Ethiopia and South Africa
From Professor C. A. W. Manning
Sir: This week's press tributes to the former Emperor of Ethiopia have duly highlighted that historic occasion when the venerable African statesman, then a fugitive from his invaded dominions, appealed in person to the League of Nations Assembly not to renege upon its undeniable obligation to sustain him. Not recalled by everyone has been the solitary voice, that of the South Africa of Generals Hertzog and Smuts, raised then in shocked dissent at what was being done. _
Historic, too, was the special audience to which her spokesman then was summoned, to receive for transmission to Pretoria His Majesty's unstinted thanks. Years later it was with the help in part of South Africa's forces that Lion of Judah was to be restored to his throne — only to become presently a founder of the Organisation for African Unity, sworn to the cleansing of the entire African continent of the last traces of white domination.

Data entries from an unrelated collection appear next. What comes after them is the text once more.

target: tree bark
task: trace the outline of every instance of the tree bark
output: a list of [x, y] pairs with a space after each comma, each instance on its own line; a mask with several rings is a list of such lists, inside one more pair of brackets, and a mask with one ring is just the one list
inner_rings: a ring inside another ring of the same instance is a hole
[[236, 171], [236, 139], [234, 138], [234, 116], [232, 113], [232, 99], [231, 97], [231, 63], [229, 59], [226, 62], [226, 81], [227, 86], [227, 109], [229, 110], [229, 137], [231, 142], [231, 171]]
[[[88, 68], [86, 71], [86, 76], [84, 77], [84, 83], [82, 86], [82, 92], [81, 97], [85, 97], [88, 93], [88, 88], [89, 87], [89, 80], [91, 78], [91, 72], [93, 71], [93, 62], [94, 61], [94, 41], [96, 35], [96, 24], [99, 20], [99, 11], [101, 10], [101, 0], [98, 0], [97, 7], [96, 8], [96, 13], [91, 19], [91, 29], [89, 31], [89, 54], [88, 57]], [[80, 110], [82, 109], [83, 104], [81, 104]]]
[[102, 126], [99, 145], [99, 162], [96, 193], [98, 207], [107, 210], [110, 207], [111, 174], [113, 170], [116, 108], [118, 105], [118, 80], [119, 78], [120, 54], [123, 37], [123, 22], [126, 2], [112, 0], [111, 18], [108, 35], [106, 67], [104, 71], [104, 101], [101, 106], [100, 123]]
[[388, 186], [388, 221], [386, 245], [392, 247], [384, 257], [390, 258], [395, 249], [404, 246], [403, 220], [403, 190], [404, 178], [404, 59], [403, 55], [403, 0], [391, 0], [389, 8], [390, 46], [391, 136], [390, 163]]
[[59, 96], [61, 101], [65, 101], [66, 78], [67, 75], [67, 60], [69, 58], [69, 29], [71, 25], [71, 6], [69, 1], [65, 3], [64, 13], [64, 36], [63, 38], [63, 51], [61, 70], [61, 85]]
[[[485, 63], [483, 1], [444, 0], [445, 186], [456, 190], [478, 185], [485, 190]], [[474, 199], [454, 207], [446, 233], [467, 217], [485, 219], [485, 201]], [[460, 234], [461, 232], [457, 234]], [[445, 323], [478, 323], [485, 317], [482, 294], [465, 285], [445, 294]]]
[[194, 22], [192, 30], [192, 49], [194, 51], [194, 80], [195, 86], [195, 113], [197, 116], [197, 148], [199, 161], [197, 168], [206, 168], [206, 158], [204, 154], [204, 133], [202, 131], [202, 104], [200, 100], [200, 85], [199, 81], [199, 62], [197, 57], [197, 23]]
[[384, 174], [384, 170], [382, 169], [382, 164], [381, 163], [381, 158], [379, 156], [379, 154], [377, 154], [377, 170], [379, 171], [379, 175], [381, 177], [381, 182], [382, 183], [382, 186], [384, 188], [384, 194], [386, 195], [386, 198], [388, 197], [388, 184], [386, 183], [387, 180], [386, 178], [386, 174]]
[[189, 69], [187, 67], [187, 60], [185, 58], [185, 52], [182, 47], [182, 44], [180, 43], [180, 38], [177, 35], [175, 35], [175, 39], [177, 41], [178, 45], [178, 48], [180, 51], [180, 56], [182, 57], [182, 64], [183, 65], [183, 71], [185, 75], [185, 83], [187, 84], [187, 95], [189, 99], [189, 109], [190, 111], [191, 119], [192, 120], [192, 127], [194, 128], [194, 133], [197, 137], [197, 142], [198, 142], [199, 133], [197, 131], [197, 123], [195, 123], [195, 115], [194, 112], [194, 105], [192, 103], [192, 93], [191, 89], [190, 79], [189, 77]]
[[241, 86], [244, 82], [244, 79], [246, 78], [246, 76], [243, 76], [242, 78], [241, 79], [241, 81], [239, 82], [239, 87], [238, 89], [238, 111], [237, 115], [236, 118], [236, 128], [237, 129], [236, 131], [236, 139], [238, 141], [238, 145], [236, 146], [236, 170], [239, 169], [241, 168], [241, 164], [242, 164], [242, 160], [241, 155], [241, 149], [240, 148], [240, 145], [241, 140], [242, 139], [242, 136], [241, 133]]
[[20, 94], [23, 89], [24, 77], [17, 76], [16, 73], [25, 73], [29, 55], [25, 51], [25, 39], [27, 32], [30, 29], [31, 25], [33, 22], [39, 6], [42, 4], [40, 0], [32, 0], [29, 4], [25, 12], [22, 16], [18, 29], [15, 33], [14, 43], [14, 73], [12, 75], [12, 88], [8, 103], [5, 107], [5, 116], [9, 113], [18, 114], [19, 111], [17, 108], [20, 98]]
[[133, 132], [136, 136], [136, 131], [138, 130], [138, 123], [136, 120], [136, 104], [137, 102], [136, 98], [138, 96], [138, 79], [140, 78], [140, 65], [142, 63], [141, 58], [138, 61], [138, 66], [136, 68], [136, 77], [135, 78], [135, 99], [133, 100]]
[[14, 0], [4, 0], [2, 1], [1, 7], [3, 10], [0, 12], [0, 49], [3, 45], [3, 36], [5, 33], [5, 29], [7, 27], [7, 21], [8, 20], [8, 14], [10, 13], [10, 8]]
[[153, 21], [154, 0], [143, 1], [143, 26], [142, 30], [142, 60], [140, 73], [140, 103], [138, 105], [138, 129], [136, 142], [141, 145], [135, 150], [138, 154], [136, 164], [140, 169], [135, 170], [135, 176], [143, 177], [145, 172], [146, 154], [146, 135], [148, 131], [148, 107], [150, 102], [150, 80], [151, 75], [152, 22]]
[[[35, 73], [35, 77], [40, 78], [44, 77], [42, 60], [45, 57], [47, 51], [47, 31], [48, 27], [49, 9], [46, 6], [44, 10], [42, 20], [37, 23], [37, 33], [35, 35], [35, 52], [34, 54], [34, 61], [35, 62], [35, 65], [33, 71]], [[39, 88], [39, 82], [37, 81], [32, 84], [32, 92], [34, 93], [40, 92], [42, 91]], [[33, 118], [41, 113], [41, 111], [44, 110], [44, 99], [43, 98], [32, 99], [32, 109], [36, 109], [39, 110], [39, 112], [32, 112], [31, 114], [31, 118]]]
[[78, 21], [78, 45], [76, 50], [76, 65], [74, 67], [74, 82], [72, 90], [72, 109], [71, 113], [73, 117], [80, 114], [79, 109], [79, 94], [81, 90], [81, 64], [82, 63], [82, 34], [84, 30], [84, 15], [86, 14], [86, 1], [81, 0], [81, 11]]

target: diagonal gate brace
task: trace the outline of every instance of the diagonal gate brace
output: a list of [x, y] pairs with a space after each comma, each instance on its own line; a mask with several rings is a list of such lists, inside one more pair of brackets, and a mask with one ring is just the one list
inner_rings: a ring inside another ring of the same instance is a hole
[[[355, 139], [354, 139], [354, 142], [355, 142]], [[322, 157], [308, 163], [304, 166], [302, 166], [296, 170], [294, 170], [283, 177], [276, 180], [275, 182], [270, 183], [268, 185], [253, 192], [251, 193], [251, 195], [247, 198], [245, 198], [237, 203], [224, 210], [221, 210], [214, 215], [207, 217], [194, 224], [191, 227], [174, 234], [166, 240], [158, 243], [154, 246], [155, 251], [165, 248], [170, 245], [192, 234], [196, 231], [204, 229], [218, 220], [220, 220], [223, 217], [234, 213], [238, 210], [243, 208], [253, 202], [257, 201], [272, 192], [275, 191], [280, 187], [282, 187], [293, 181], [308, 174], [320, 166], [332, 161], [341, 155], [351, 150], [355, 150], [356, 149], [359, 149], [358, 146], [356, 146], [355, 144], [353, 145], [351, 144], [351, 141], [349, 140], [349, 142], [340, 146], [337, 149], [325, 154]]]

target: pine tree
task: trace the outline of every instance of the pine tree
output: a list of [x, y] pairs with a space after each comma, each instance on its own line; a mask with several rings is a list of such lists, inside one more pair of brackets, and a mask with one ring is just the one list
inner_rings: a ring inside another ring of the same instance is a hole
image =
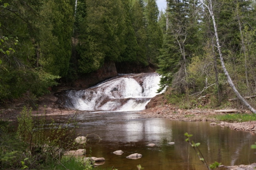
[[125, 49], [125, 17], [121, 0], [88, 0], [87, 4], [78, 47], [79, 70], [83, 73], [98, 69], [105, 61], [120, 61]]
[[157, 63], [162, 45], [162, 33], [158, 23], [159, 11], [155, 0], [148, 0], [146, 6], [147, 56], [148, 62]]

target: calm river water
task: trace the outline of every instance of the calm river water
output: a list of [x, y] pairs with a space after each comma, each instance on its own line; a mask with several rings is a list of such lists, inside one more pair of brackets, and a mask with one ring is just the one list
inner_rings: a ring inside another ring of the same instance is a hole
[[[103, 157], [101, 167], [119, 170], [136, 170], [140, 164], [145, 170], [206, 170], [196, 153], [185, 141], [184, 134], [193, 134], [191, 139], [199, 147], [208, 163], [215, 161], [227, 166], [256, 162], [256, 150], [250, 149], [256, 136], [236, 131], [209, 122], [184, 122], [164, 118], [148, 118], [136, 112], [85, 113], [77, 117], [79, 136], [90, 135], [85, 146], [91, 156]], [[168, 143], [175, 142], [174, 145]], [[150, 143], [156, 145], [147, 146]], [[121, 150], [121, 156], [113, 154]], [[138, 159], [126, 157], [142, 154]], [[89, 154], [87, 155], [88, 156]]]

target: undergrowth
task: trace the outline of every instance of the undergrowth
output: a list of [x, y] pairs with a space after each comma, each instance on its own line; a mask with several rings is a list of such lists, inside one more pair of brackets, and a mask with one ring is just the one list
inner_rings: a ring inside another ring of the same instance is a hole
[[229, 113], [216, 115], [215, 117], [218, 120], [228, 122], [242, 122], [256, 121], [256, 115], [253, 114]]

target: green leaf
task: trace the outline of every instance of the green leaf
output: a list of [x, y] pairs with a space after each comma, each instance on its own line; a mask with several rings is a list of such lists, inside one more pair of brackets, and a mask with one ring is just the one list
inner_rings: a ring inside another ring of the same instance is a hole
[[198, 143], [195, 144], [195, 145], [197, 147], [198, 147], [200, 145], [201, 145], [201, 143]]
[[3, 6], [3, 7], [4, 8], [6, 8], [9, 5], [8, 3], [4, 3], [4, 6]]
[[211, 164], [209, 167], [211, 169], [215, 169], [221, 165], [221, 163], [219, 163], [218, 162], [215, 161], [214, 163]]

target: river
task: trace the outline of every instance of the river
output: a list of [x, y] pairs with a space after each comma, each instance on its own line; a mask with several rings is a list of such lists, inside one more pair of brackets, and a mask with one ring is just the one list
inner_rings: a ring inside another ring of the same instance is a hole
[[[135, 111], [144, 109], [157, 94], [159, 86], [152, 84], [159, 80], [156, 73], [122, 75], [86, 90], [67, 92], [66, 107], [85, 111], [76, 117], [79, 126], [76, 132], [89, 134], [86, 146], [80, 147], [87, 149], [86, 156], [103, 157], [106, 161], [101, 167], [119, 170], [135, 170], [139, 164], [145, 170], [206, 169], [185, 141], [184, 134], [187, 132], [193, 135], [195, 142], [201, 143], [199, 148], [208, 163], [255, 162], [255, 151], [250, 149], [256, 141], [254, 134], [210, 126], [209, 122], [147, 118], [138, 114]], [[155, 146], [148, 146], [150, 143]], [[113, 154], [119, 150], [124, 152], [122, 155]], [[135, 153], [142, 157], [126, 157]]]

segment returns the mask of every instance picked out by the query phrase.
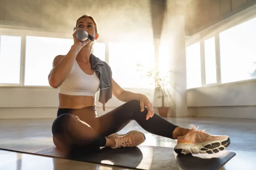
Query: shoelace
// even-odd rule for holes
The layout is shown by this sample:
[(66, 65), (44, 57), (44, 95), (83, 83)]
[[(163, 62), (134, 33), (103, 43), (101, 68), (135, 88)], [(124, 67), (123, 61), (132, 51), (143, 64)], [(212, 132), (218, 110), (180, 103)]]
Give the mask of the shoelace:
[(115, 141), (116, 141), (116, 144), (112, 147), (113, 149), (119, 147), (119, 146), (122, 146), (125, 147), (127, 146), (131, 146), (131, 142), (129, 140), (128, 137), (115, 138)]
[(198, 126), (197, 128), (196, 128), (196, 127), (193, 124), (190, 124), (190, 126), (191, 127), (192, 127), (192, 128), (191, 128), (190, 129), (192, 130), (193, 131), (194, 131), (194, 132), (200, 132), (203, 133), (205, 133), (205, 134), (207, 134), (208, 135), (209, 135), (209, 133), (206, 133), (205, 132), (205, 130), (198, 130), (198, 129), (199, 128), (199, 127)]

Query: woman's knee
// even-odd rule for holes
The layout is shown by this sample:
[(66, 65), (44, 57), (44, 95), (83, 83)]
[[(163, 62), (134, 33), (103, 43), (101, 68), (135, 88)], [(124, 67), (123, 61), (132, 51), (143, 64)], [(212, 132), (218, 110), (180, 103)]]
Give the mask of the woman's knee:
[(132, 108), (140, 108), (140, 101), (137, 100), (131, 100), (126, 103), (126, 105), (127, 107)]

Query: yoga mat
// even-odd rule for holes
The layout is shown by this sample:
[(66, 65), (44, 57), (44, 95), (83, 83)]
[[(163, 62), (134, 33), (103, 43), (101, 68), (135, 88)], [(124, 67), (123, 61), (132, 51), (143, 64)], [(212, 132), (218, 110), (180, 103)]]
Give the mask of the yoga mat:
[(115, 149), (99, 147), (94, 150), (74, 149), (64, 155), (54, 145), (52, 137), (2, 140), (0, 149), (143, 170), (215, 170), (236, 155), (224, 150), (212, 154), (178, 156), (172, 147), (141, 145)]

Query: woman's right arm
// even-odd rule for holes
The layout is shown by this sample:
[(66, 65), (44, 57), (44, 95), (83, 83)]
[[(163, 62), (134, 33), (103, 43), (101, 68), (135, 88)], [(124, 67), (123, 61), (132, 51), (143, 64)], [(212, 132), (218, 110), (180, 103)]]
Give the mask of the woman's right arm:
[(57, 88), (62, 84), (71, 70), (80, 50), (90, 41), (88, 38), (82, 42), (76, 38), (76, 32), (80, 29), (84, 28), (78, 29), (73, 33), (74, 44), (67, 55), (57, 56), (53, 60), (53, 68), (48, 75), (49, 85), (53, 88)]
[(48, 76), (49, 85), (58, 88), (65, 80), (70, 72), (81, 46), (73, 45), (65, 56), (58, 55), (52, 62), (53, 68)]

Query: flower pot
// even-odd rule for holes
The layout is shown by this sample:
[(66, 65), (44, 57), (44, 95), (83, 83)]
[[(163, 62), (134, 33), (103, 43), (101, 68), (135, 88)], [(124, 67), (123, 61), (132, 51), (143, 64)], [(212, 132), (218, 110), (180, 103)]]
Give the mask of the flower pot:
[(161, 107), (160, 108), (157, 108), (157, 110), (158, 110), (158, 113), (160, 116), (164, 117), (167, 117), (169, 108)]

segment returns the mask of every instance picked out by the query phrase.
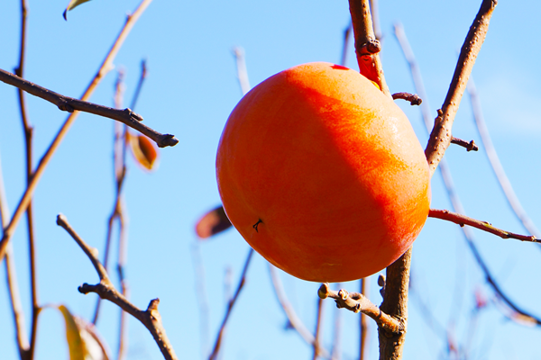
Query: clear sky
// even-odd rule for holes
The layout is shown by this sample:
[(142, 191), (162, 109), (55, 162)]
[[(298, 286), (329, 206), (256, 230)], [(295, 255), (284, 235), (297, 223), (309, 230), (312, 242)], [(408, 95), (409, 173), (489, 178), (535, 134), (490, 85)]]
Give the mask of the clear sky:
[[(20, 4), (4, 2), (0, 12), (0, 68), (13, 71), (18, 63)], [(93, 0), (68, 14), (68, 1), (28, 1), (25, 77), (62, 94), (78, 97), (95, 75), (105, 52), (137, 0)], [(382, 1), (380, 4), (383, 51), (381, 59), (392, 93), (415, 92), (408, 68), (393, 35), (401, 22), (416, 53), (436, 117), (445, 99), (456, 54), (479, 9), (480, 2)], [(538, 84), (541, 32), (537, 2), (500, 1), (487, 40), (472, 72), (492, 140), (522, 205), (541, 226), (539, 139), (541, 97)], [(343, 33), (349, 23), (347, 2), (241, 1), (173, 2), (155, 0), (130, 33), (115, 64), (126, 72), (128, 105), (147, 59), (149, 76), (135, 109), (147, 125), (175, 134), (179, 143), (160, 150), (157, 171), (142, 172), (131, 159), (124, 187), (129, 215), (127, 279), (133, 302), (146, 308), (159, 297), (167, 333), (180, 358), (205, 358), (215, 338), (225, 310), (226, 272), (233, 287), (248, 253), (240, 235), (230, 230), (197, 242), (194, 225), (220, 203), (215, 176), (217, 142), (227, 116), (241, 98), (232, 55), (242, 46), (251, 84), (289, 67), (310, 61), (339, 62)], [(357, 68), (349, 47), (346, 66)], [(113, 106), (115, 70), (103, 80), (91, 101)], [(26, 96), (34, 126), (34, 165), (47, 148), (67, 114), (54, 105)], [(418, 108), (398, 103), (408, 116), (419, 140), (427, 136)], [(90, 245), (102, 251), (106, 219), (114, 200), (113, 123), (109, 119), (81, 114), (61, 144), (40, 182), (34, 201), (40, 302), (64, 303), (89, 319), (96, 295), (82, 295), (77, 287), (94, 284), (90, 262), (68, 234), (55, 223), (64, 213)], [(465, 96), (454, 135), (481, 140)], [(23, 139), (15, 89), (0, 84), (0, 155), (10, 210), (25, 186)], [(467, 153), (452, 146), (445, 155), (458, 194), (468, 215), (494, 226), (524, 233), (509, 211), (482, 148)], [(432, 207), (449, 209), (441, 176), (432, 179)], [(475, 230), (481, 254), (503, 291), (517, 305), (541, 316), (537, 299), (541, 251), (536, 245), (501, 239)], [(29, 281), (25, 223), (13, 238), (20, 289), (29, 325)], [(116, 246), (114, 244), (113, 248)], [(115, 258), (116, 250), (113, 253)], [(204, 277), (195, 274), (194, 254), (199, 254)], [(409, 306), (406, 359), (445, 358), (446, 345), (433, 331), (422, 302), (436, 321), (471, 358), (534, 359), (539, 356), (539, 328), (509, 320), (500, 302), (486, 284), (458, 226), (429, 219), (413, 253), (414, 294)], [(312, 349), (293, 330), (272, 292), (265, 261), (255, 256), (247, 283), (230, 319), (224, 338), (223, 360), (309, 358)], [(112, 267), (114, 264), (112, 264)], [(114, 268), (114, 267), (113, 267)], [(4, 266), (2, 266), (4, 278)], [(376, 276), (369, 297), (381, 302)], [(113, 275), (117, 282), (116, 275)], [(318, 284), (281, 274), (288, 296), (306, 326), (313, 329)], [(205, 289), (197, 290), (197, 282)], [(116, 284), (116, 283), (115, 283)], [(357, 283), (344, 287), (357, 291)], [(475, 292), (489, 305), (473, 317)], [(208, 318), (201, 305), (207, 303)], [(425, 315), (423, 315), (425, 313)], [(105, 304), (98, 329), (116, 352), (118, 309)], [(324, 346), (330, 349), (336, 316), (326, 302)], [(358, 356), (358, 318), (341, 311), (343, 358)], [(208, 328), (206, 320), (208, 319)], [(437, 325), (436, 326), (437, 327)], [(377, 331), (370, 328), (370, 357), (378, 357)], [(134, 319), (129, 325), (129, 358), (160, 359), (149, 332)], [(68, 356), (59, 313), (46, 310), (40, 318), (37, 359)], [(17, 357), (7, 292), (0, 286), (0, 354)]]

South Africa did not misunderstand. She knew what life was like. Had she not in the meantime listened with stoic composure while a British Prime Minister, her guest in Cape Town, discoursed upon the 'wind of change'? Now that that selfsame wind has for the second and last time swept the old monarch from his pedestal, it is as seen and heard in his finest moment, at Geneva in 1936, that she may well prefer to remember him.